Aber digikam und kmail fanden Ihre Einstellungen nicht mehr. Also habe ich KDEHOME angelegt. Digikam hat es geholfen. kmail bleibt doof.

Wie kann ich kmail denn über seine kmailrc & Co aufklären? Die dAteien wären ja da, er findet sie nur nicht...

uhai

----------

## uhai

keiner eine Idee?

uhai

----------

## Max Steel

nun, normalerweise reicht es die kmailrc in den Ordner ~/.kde/config/ reinzuzschieben und den kompletten Ordner ~/.kde/share/apps/kmail zu erhalten.

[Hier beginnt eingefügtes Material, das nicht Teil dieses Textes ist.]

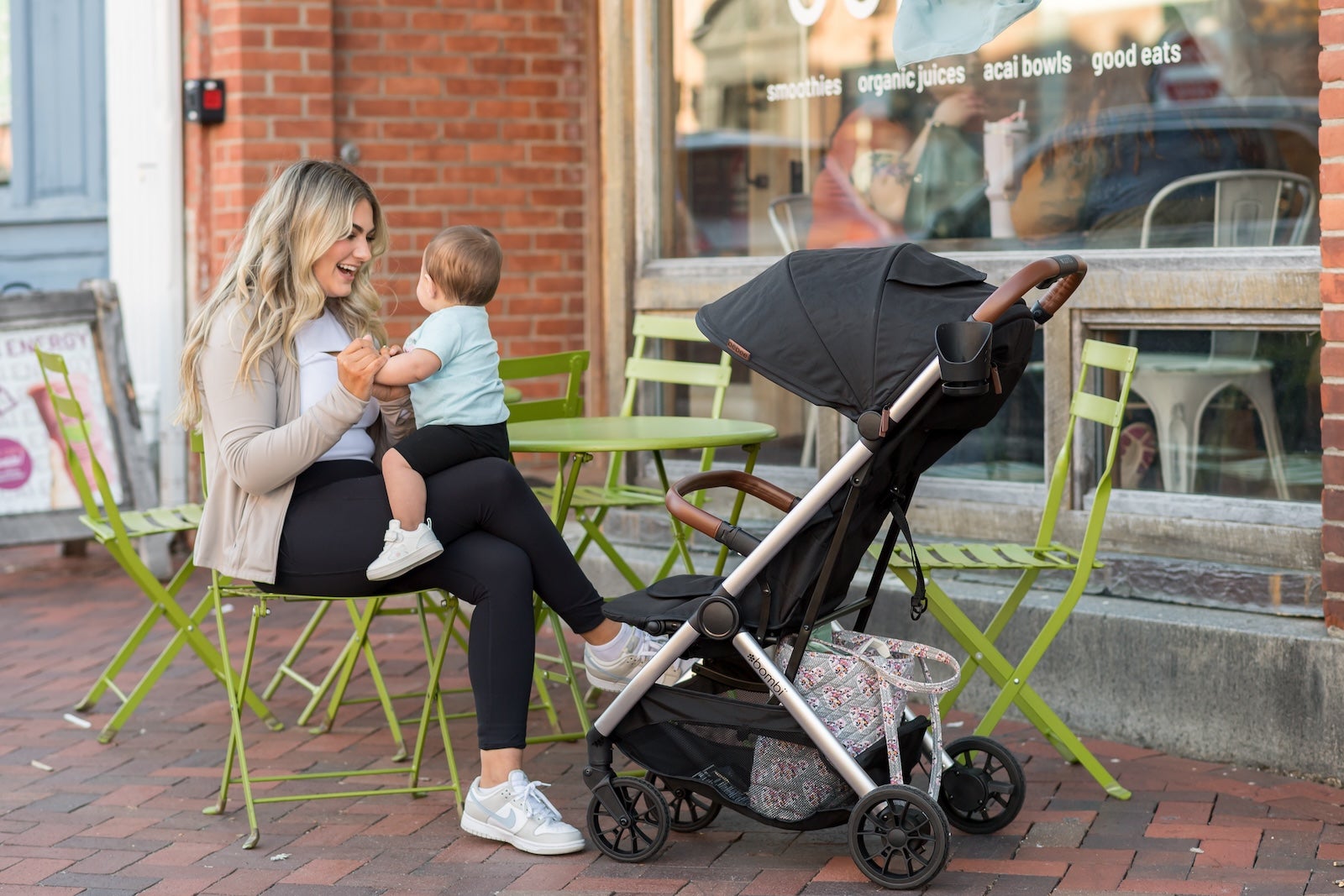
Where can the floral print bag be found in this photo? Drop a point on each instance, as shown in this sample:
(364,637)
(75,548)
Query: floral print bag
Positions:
(858,685)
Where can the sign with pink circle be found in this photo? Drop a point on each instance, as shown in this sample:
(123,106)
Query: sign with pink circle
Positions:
(15,464)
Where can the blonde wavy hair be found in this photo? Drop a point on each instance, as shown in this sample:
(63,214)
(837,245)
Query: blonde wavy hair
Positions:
(269,277)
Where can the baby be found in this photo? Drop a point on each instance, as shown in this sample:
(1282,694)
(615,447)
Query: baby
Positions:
(452,365)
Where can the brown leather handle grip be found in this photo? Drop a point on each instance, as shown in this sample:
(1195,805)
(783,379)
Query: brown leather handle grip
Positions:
(1062,289)
(705,521)
(1066,271)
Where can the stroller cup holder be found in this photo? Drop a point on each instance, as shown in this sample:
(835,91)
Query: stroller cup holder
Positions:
(964,356)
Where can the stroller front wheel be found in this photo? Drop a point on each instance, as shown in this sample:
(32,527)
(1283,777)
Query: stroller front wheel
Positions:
(687,809)
(984,789)
(644,828)
(898,837)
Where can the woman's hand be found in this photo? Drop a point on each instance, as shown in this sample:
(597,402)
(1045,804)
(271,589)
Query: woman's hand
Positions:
(358,364)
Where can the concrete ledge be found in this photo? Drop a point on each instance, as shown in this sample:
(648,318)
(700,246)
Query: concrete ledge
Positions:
(1200,683)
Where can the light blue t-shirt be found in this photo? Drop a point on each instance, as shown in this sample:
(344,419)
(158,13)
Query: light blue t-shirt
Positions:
(467,389)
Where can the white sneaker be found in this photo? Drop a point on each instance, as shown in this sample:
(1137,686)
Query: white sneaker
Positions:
(517,815)
(403,551)
(638,649)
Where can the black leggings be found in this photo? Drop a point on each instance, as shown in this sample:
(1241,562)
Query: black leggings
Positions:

die kmailrc sind die einstellungen und der Ordner kmail sind die kompletten MAils.

----------

## uhai

 :Confused:  funzt aber nich...

Er erkennt meine Postfach-Ordner nicht. Die Konfigurationsdateien sind unter .kde3.5/share/apps/kmail alle vorhanden und $kdehome habe ich auf .kde3.5 gesetzt.

Was fehlt denn noch?

uhai

----------

## Finswimmer

 *Max Steel wrote:*   

> die kmailrc sind die einstellungen und der Ordner kmail sind die kompletten MAils.

 

Ich habe noch den Ordner ~/Mail in dem anscheinend alle Emails enthalten sind.

Der sollte aber durch das Verschieben von .kde nicht betroffen sein...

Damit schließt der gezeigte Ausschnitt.